He shoved his wallet into his pocket. “I can’t believe I’m getting blamed for your bullshit.”

I followed him to the truck around the front of the house. “Angel did that shit around your kids. That’s unacceptable.”

“I agree, goddammit.” He slammed his door.

I opened the passenger side and hopped in as he gunned the engine. “Does your wife know it’s after five? Is there anything still open in this godforsaken town? Aren’t the small town folks cleaning up after dinner and putting their nightclothes on before their two hours of telly, possible fifteen minutes of missionary sex, then lights out?”

“You’re a bastard.”

I shrugged and snapped my seat belt in place. “At least I can last longer than fifteen minutes. How about you, boyo?” When he didn’t answer, I relaxed in my seat. “There’s nothing wrong with a quickie sometimes, so don’t feel bad about yourself.”

“Considering you’re applying for monk status, I think you should shut your mouth while you’re ahead.”

My default setting was silence, so it wasn’t a hardship. Sunset was sitting on top of us already. Fall had soundly trounced summer into submission. Hell, outside it was closer to pre-winter. Even so, I warmed my hands on the vent for just a few minutes before flicking the heat down to a normal level.

Logan seemed just as deep in thought as I liked to pretend to be, so the silence wasn’t an uncomfortable one. I didn’t know what the hell we were going to do to fill Angel’s slot.

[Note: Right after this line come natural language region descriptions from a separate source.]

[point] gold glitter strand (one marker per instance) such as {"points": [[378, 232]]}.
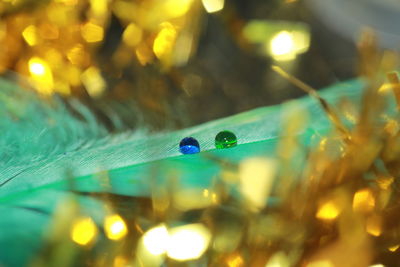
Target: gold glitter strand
{"points": [[312, 92]]}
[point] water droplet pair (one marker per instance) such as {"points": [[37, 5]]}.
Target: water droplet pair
{"points": [[224, 139]]}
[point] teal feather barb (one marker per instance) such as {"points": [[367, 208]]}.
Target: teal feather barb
{"points": [[44, 147]]}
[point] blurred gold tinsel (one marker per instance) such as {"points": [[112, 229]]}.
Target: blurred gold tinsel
{"points": [[145, 56], [339, 208], [56, 42]]}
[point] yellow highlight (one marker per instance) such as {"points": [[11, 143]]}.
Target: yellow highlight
{"points": [[285, 45], [374, 226], [176, 8], [93, 82], [236, 261], [282, 46], [328, 211], [212, 6], [115, 227], [92, 33], [156, 240], [30, 35], [393, 248], [41, 74], [181, 243], [165, 40], [83, 231], [188, 242], [132, 35], [363, 201]]}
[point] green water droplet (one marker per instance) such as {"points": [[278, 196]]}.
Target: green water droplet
{"points": [[225, 139]]}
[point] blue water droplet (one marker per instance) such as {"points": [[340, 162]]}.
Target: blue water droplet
{"points": [[189, 145]]}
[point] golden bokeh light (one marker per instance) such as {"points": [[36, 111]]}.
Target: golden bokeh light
{"points": [[115, 227], [41, 74], [164, 42], [282, 46], [83, 231], [156, 240], [188, 242], [93, 82], [393, 248], [92, 33], [177, 8], [374, 225], [328, 211], [363, 201], [235, 261], [132, 35], [212, 6]]}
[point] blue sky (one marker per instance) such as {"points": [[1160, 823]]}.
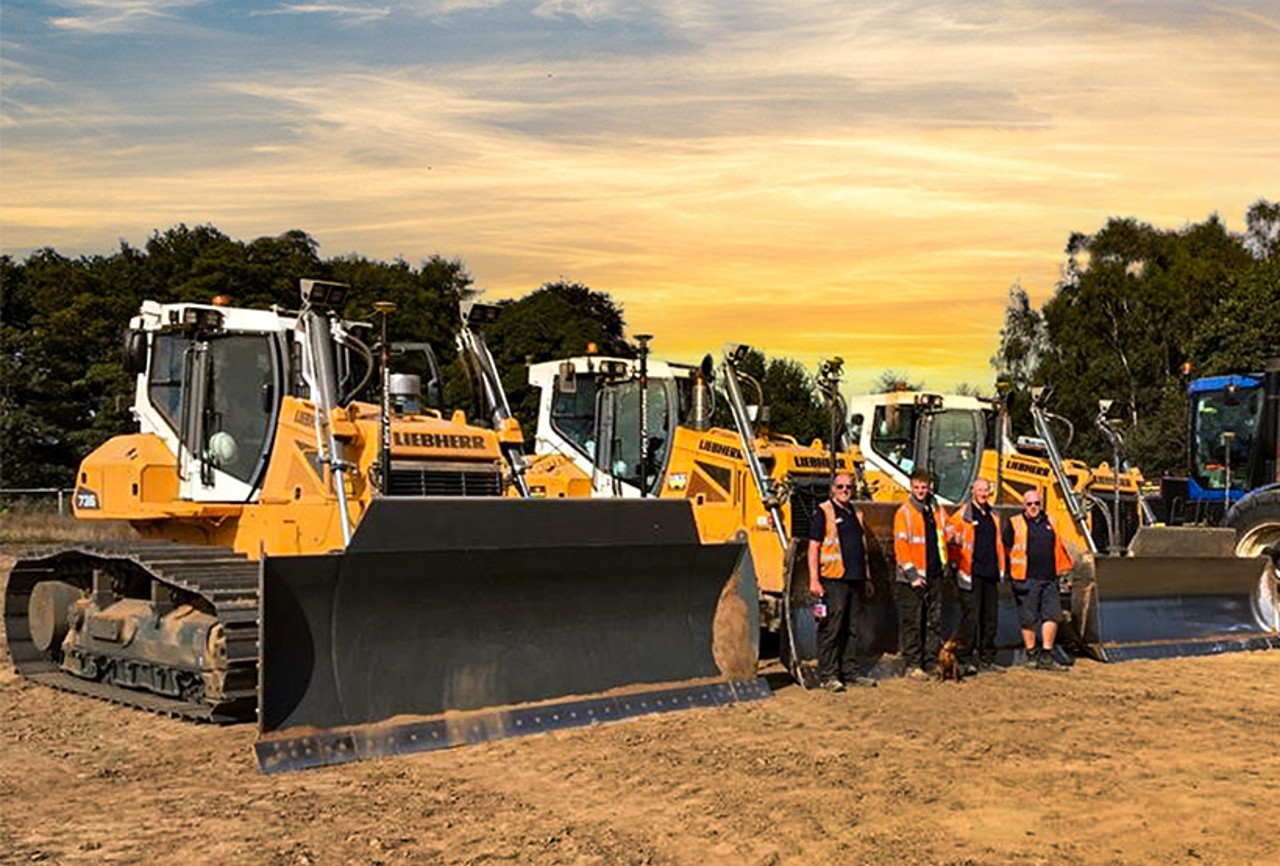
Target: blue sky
{"points": [[814, 178]]}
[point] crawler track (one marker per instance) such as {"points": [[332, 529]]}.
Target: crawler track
{"points": [[224, 581]]}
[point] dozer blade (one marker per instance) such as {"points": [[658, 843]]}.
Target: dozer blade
{"points": [[1179, 594], [460, 621]]}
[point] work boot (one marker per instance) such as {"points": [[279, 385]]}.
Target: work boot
{"points": [[1048, 663]]}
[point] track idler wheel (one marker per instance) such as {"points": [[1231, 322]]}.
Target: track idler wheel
{"points": [[49, 613]]}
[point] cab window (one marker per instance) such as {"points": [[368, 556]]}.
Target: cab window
{"points": [[955, 438], [241, 403], [894, 435], [164, 379], [574, 413], [625, 449]]}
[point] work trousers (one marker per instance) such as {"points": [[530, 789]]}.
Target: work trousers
{"points": [[919, 618], [837, 631], [979, 609]]}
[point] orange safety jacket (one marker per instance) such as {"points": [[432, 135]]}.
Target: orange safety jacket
{"points": [[960, 544], [1018, 551], [909, 541], [831, 562]]}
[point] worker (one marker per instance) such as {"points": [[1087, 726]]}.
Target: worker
{"points": [[977, 551], [839, 577], [919, 548], [1036, 558]]}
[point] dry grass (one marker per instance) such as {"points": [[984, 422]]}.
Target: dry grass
{"points": [[22, 527]]}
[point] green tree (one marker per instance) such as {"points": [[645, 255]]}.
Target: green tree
{"points": [[1133, 306], [894, 380], [557, 320]]}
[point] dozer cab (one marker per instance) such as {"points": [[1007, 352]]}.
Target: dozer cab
{"points": [[641, 427], [1138, 590], [351, 571]]}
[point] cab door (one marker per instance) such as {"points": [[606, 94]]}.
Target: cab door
{"points": [[231, 394]]}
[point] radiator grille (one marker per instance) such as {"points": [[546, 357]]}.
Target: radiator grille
{"points": [[446, 480], [807, 494]]}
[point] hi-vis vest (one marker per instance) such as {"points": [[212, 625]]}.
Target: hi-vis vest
{"points": [[909, 540], [960, 531], [1018, 551], [831, 562]]}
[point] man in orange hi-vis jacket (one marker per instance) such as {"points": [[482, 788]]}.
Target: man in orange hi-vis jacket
{"points": [[839, 578], [977, 559], [920, 550], [1034, 558]]}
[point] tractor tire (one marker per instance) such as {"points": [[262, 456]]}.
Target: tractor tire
{"points": [[1256, 521]]}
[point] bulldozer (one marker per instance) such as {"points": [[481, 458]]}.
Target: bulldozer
{"points": [[1138, 590], [350, 572], [640, 427]]}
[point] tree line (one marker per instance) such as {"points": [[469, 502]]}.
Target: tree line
{"points": [[1133, 306], [64, 390], [1136, 314]]}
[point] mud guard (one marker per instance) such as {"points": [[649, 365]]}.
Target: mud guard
{"points": [[458, 621], [1180, 594]]}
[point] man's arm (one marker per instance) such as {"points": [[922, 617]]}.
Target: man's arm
{"points": [[814, 583]]}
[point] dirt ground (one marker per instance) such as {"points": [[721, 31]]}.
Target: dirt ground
{"points": [[1142, 763]]}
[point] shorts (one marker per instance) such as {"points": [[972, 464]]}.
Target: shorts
{"points": [[1037, 603]]}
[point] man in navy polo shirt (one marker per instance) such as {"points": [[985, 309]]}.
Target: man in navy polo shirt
{"points": [[839, 577]]}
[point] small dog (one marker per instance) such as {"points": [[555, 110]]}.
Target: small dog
{"points": [[949, 663]]}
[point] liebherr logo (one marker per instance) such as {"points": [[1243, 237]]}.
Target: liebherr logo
{"points": [[438, 440], [818, 462], [717, 448]]}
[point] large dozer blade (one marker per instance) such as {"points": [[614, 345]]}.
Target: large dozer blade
{"points": [[460, 621], [1182, 591]]}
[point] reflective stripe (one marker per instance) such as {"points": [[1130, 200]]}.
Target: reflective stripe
{"points": [[1018, 551]]}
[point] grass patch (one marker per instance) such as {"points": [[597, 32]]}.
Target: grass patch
{"points": [[21, 527]]}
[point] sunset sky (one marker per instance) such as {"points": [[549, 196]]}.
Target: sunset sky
{"points": [[810, 177]]}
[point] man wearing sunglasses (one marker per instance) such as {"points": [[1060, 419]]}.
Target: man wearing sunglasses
{"points": [[1034, 558], [977, 554], [839, 578], [920, 551]]}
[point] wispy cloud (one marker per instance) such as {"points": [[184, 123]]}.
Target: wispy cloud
{"points": [[355, 13], [114, 15]]}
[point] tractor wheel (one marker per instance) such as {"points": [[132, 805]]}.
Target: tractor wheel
{"points": [[1256, 521]]}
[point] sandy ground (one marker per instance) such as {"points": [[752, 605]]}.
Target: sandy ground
{"points": [[1143, 763]]}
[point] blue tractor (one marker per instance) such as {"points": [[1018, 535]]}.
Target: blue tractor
{"points": [[1233, 459]]}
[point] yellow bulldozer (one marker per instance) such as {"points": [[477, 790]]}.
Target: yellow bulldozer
{"points": [[351, 572], [640, 427], [1138, 590]]}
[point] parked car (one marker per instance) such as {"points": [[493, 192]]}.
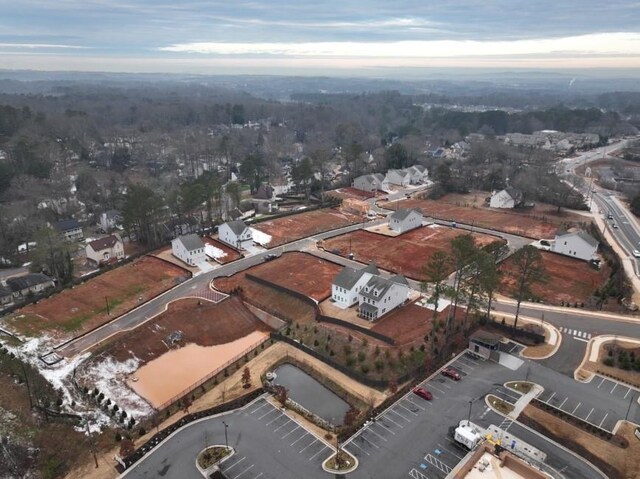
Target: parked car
{"points": [[451, 373], [423, 393]]}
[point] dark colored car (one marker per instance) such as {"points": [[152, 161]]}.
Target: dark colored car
{"points": [[423, 393], [451, 373]]}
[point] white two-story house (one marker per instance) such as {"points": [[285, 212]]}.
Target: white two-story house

Most of the Christmas project had hinged on her rising fame. Her breakout single and the two songs we’d released from her upcoming EP were breaking the damn internet.

Now?

While we had a decent lineup for the album, they were all the same people we normally included. A few of the usual singers had cycled out due to previous commitments, but when I’d started working with Angel earlier this year, she was a star on the rise. I was damn choosy about whom I worked with, and luckily, I had enough money to be as discerning as I pleased.

Angel was the first artist I’d actually been excited to work with in a damn long time.

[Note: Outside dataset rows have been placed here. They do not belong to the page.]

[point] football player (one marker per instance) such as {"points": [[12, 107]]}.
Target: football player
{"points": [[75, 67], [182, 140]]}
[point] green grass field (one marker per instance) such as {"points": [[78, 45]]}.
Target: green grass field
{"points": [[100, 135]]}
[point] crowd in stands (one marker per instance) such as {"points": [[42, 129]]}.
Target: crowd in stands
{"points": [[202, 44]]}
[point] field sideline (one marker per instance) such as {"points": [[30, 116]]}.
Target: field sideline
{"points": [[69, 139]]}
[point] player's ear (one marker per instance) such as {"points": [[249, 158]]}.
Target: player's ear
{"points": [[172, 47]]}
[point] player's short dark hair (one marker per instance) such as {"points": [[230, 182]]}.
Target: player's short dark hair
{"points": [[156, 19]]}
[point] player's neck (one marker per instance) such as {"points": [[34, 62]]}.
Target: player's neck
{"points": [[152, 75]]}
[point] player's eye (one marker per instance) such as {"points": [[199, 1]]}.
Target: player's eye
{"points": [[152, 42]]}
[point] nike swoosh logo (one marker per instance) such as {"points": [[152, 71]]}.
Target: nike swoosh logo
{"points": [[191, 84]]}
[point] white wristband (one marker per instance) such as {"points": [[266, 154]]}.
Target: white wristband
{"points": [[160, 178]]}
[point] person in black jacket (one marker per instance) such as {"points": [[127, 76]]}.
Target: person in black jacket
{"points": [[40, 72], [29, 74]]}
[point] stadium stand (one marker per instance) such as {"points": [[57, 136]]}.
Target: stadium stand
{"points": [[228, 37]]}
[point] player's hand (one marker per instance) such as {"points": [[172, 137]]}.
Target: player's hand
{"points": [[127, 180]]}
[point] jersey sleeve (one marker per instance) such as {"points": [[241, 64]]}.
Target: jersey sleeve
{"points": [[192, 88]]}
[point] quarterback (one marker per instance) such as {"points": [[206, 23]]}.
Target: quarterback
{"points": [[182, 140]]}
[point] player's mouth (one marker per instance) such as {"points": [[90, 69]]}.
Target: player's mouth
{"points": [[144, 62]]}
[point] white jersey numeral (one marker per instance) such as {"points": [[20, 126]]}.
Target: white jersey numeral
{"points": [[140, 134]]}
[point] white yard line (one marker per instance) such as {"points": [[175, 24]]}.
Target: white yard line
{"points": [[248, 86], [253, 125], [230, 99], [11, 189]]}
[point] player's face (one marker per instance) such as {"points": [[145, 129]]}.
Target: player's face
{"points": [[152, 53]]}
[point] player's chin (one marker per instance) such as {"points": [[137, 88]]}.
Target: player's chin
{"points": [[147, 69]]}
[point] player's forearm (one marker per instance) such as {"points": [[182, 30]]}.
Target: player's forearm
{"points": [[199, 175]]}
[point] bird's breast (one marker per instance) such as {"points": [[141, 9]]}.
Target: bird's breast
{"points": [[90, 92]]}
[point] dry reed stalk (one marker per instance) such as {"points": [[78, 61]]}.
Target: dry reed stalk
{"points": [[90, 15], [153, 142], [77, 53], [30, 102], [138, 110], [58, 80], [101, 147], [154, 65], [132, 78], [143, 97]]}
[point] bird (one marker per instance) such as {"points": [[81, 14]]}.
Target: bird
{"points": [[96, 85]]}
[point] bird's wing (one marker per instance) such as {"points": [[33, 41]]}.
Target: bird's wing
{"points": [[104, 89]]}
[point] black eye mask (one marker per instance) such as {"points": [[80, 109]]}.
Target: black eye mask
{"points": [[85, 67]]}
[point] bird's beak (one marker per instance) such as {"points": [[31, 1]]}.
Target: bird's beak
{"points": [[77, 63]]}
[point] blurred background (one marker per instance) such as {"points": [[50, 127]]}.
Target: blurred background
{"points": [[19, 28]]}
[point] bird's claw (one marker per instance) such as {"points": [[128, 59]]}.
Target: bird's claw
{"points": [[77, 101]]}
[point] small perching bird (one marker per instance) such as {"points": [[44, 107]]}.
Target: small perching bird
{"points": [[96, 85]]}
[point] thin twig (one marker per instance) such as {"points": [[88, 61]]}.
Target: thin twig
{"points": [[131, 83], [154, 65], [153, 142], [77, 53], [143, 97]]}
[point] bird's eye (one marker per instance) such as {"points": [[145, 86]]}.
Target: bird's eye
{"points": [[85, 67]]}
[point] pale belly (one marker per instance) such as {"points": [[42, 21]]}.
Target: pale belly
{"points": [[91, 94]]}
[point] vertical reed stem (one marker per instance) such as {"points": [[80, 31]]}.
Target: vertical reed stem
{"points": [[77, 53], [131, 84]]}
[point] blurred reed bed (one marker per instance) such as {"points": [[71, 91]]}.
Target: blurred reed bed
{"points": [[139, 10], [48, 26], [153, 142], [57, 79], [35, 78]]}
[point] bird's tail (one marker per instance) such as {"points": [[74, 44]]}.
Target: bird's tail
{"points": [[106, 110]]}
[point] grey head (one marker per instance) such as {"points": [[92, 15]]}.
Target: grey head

I tipped my head back against the headrest. I’d thought she was smarter than most. Wise enough not become a statistic in the music and fame grinder.

Shocker, I was wrong.

She’d been pushing back the recording of this song for months. Now I knew why.

I cracked my knuckles, my thumb worrying over the scars on my left hand absently. When Logan took a left off his access road instead of a right into town or toward the highway to civilization, I slanted a look his way.

“Where are we headed?”

“A friend’s workshop.”

“I am not in the mood for people.”

“It’s not really a social call. Besides, Jacob isn’t exactly a conversationalist. You should get along.”

“Great.”

We drove on a teeth-jarring road toward a clearing. A surprising amount of farmland filled the limited scope of Logan’s truck lights. Instead of going toward the main house, he took a gravel road toward a barn.

“Did you call ahead?”

“Nope.”

“And you know he’s out here?”

Logan jammed his gear shift into park. “He’s always out here. The old man is either in the store, the field, or out here. He never sleeps.” He got out of the truck without another word and left me to either stay or follow.

I was tempted to hold my ass in the truck, but it was fecking cold. Which he knew.

Bastard.

I hopped down and followed the golden light to the open doors. The whir of an electric blade of some sort marred the silence of the night.